Dans son inter­ro­ga­tion sur la con­nais­sance et sur le devenir du pou­voir, Diane Meur intro­duit un procédé sub­til. Le lecteur apprend la fin de l’histoire de la cité par un bref deux­ième réc­it, celui d’une expédi­tion archéologique alle­mande en 1847, dont les chercheurs émet­tent divers­es hypothès­es sur la civil­i­sa­tion de Sir. Par là, on devine ce qu’il est advenu de la ville, mais on assiste aus­si à l’élaboration du regard con­tem­po­rain sur la civil­i­sa­tion antique : un très bel exem­ple d’exercice d’interprétation. Comme Asral se pose la ques­tion de la com­préhen­sion du sens réel, et peut-être per­du, de la loi d’Anouher, les archéo­logues cherchent à décrypter le sens de leurs décou­vertes. Tout le roman appa­raît alors comme une entre­prise de lec­ture de signes, de dif­férentes natures, à dif­férents moments.
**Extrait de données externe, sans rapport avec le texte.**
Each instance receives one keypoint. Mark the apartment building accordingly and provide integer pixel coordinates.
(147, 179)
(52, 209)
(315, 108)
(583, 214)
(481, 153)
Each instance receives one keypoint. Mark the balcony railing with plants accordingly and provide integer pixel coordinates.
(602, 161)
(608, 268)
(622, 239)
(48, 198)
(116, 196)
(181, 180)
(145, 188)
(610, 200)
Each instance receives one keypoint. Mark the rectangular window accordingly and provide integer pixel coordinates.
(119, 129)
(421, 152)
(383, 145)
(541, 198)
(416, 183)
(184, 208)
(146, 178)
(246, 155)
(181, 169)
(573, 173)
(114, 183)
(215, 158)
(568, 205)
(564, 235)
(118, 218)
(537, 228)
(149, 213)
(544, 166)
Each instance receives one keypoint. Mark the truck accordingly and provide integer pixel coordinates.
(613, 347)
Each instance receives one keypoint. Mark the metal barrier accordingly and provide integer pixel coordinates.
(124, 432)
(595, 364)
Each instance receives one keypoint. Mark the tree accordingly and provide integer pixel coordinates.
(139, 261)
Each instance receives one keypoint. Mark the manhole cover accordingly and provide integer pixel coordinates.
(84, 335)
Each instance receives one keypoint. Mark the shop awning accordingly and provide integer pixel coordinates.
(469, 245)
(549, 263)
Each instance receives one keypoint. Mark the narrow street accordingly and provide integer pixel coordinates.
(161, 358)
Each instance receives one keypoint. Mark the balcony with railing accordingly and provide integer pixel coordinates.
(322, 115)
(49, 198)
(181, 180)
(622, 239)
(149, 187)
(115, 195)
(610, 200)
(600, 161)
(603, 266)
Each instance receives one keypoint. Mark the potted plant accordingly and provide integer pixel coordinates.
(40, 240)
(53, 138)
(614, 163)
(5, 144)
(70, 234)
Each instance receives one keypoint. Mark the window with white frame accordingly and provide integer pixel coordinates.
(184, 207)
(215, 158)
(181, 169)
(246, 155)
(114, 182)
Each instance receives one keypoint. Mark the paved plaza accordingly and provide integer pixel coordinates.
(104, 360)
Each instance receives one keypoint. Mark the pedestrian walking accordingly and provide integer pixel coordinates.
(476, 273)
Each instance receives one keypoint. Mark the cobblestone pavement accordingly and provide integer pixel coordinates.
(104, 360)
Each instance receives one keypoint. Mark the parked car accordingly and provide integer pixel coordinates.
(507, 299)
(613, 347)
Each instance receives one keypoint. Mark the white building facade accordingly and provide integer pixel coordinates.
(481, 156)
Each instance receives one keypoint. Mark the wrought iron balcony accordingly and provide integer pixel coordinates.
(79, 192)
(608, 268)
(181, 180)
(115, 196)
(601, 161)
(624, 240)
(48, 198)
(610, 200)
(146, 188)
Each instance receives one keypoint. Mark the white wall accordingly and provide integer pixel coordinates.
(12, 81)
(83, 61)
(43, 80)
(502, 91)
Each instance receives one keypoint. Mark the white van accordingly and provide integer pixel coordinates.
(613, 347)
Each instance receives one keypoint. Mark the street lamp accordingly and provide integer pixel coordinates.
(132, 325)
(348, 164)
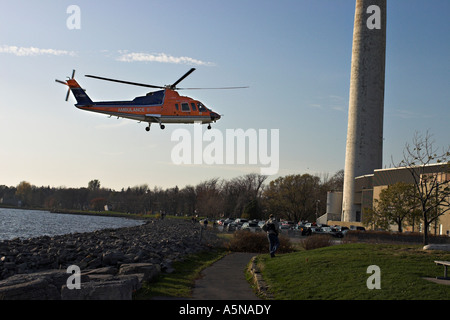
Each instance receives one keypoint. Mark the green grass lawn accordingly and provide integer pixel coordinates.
(179, 284)
(340, 272)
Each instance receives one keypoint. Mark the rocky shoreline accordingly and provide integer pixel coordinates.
(152, 246)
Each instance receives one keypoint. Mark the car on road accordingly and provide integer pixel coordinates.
(251, 226)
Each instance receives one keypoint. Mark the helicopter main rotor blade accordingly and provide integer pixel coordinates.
(126, 82)
(62, 82)
(173, 86)
(213, 88)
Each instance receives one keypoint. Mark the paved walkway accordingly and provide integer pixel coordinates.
(225, 280)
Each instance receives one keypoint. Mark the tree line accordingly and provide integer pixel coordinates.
(292, 197)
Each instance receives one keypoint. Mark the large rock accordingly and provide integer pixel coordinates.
(149, 270)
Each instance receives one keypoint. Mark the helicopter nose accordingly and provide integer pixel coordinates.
(214, 116)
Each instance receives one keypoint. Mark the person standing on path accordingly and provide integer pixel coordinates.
(272, 229)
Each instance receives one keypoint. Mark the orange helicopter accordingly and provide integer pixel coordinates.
(162, 106)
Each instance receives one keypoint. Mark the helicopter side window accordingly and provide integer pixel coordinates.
(185, 107)
(201, 107)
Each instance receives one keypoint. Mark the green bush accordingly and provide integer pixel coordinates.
(245, 241)
(316, 241)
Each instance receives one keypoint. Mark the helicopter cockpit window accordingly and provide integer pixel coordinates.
(201, 107)
(185, 107)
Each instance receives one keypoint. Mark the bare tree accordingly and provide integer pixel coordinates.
(430, 172)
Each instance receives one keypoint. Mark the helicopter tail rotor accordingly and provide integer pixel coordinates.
(65, 83)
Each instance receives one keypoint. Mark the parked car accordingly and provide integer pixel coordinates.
(239, 222)
(232, 226)
(251, 226)
(287, 225)
(358, 228)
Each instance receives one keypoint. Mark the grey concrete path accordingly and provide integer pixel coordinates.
(225, 280)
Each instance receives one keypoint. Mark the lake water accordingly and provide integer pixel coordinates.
(17, 223)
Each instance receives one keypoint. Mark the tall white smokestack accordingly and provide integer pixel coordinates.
(364, 151)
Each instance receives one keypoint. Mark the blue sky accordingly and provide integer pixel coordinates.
(295, 56)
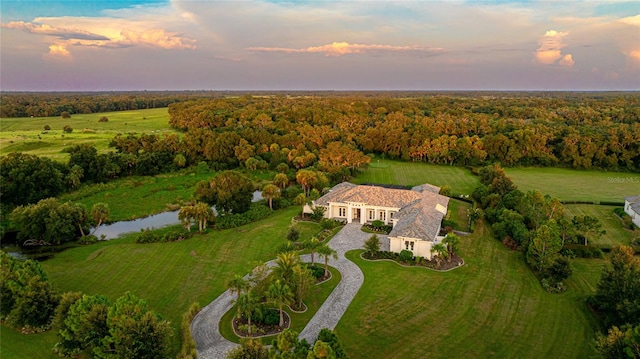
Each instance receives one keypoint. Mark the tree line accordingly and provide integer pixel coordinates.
(577, 131)
(86, 325)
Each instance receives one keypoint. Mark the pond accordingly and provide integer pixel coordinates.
(110, 231)
(114, 230)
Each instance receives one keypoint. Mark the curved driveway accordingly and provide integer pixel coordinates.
(204, 327)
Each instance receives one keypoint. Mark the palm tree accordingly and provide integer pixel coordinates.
(452, 241)
(247, 304)
(238, 285)
(281, 180)
(202, 213)
(185, 216)
(301, 200)
(312, 245)
(326, 251)
(302, 281)
(270, 191)
(99, 212)
(285, 264)
(441, 251)
(280, 295)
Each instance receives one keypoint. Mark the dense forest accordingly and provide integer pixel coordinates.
(567, 130)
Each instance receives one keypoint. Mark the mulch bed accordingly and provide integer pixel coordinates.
(262, 329)
(456, 261)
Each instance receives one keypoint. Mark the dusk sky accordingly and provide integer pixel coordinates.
(319, 45)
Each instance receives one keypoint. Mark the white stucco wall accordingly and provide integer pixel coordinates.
(635, 217)
(420, 248)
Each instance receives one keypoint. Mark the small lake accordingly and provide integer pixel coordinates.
(114, 230)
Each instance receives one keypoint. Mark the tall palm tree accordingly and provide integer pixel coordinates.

Quelques pas­sages sont à cet égard par­ti­c­ulière­ment intéres­sants. La valeur que l’on attribue aux signes est rel­a­tive, elle peut bas­culer, comme l’écrit l’auteure à pro­pos de deux per­son­nages : « Ain­si recom­mencèrent les amours du rude Ord­jéneb et de la belle Djili, à moins que ce ne soit l’inverse. »

Le roman n’est pas qu’une fable sur le pou­voir et la reli­gion, il campe égale­ment des per­son­nages con­crets, attachants dans leurs doutes, leur sim­plic­ité, leur façon de chercher la vérité et le bon­heur, car c’est aus­si un roman d’amour. Et puis, il y a le ton si par­ti­c­uli­er. L’auteure reprend et s’insère dans le ton des chroniques anci­ennes, en en reprenant l’emphase et le style ampoulé qui peut don­ner l’impression d’être comme éloignée de la réal­ité que l’on veut décrire ; Asral donne d’ailleurs une superbe leçon d’interprétation d’un texte ancien, sorte de mise en abyme de la façon de lire le roman. Mais en même temps, Diane Meur se dis­tan­cie de ce style qu’elle utilise, le réc­it revient sur lui-même, intro­duisant par moments une pointe d’ironie. Une indéter­mi­na­tion plane sur la nature et le statut du nar­ra­teur, sa façon d’être à la fois dans le réc­it et de s’en détach­er. Cette indé­ci­sion sus­cite un heureux effet de flot­te­ment, d’autant plus
que le nar­ra­teur en appelle au lecteur, l’inclut dans un « nous » qui l’embarque dans le réc­it et le prend à témoin.